Alongside two permanent staff dancers who are due to be laid off while Phoenix undergoes a "creative pause" from June 2022 to January 2023, there are six dancers on fixed-term contracts whose contracts have ended following the company's final 40th anniversary performance.
Phoenix Dance Theatre has also recently been in receipt of millions of pounds of public funding from the Arts Council and Leeds City Council, among others.
The demo will take place at the Northern Ballet building, where Phoenix Dance Theatre is housed, on St Cecilia Street, Quarry Hill, Leeds LS2 7PA, at 9.15am. Equity welcomes both members and non-members to join the demo in solidarity with the affected dancers. The union will also hand in a petition — which has so far gained over 1,000 signatures — calling on Charis Charles, Chief Executive of Phoenix Dance Theatre to save the jobs.
The demo comes during Equity's Annual Representative Conference (ARC) which is being held in Leeds over Saturday 21 May — Monday 23 May. At ARC, an emergency motion was unanimously passed in favour of the union continuing to challenge Phoenix Dance Theatre management to treat staff fairly, reverse its decision on layoffs and engage in proper and meaningful negotiations. You can read the emergency motion in full below.
Two of the affected Equity members who work for Phoenix Dance Theatre spoke at ARC and received a standing ovation, with one of the members saying that Phoenix couldn't expect them to survive on the pay offered while they are laid off, especially during the cost of living crisis.
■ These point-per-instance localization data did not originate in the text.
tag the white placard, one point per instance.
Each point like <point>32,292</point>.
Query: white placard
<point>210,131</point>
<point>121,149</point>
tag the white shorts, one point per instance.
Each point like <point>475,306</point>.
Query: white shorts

Emergency Motion 1: Council
This ARC notes with alarm the actions of Phoenix Dance Theatre to implement a pause of its creative work and lay off its dancers.
Whilst an organisation is free to make creative decisions, such decisions should ensure that staff are treated fairly and are properly consulted.
The use of layoffs — a piece of legislation that was intended to apply at times of shortage of materials in factories or dockyards — is not applicable to creative professionals and is unacceptable.
Expecting creative professionals to survive on a paltry £100 per month, for the next 7 months, is unacceptable.
Asking staff to identify their trade union membership is unacceptable.
Phoenix Dance Theatre has failed in its duties as an employer but we will not fail our members there.
This ARC calls on the Council to continue to challenge Phoenix Dance Theatre management to treat staff fairly, reverse its decision on layoffs and engage in proper and meaningful negotiations.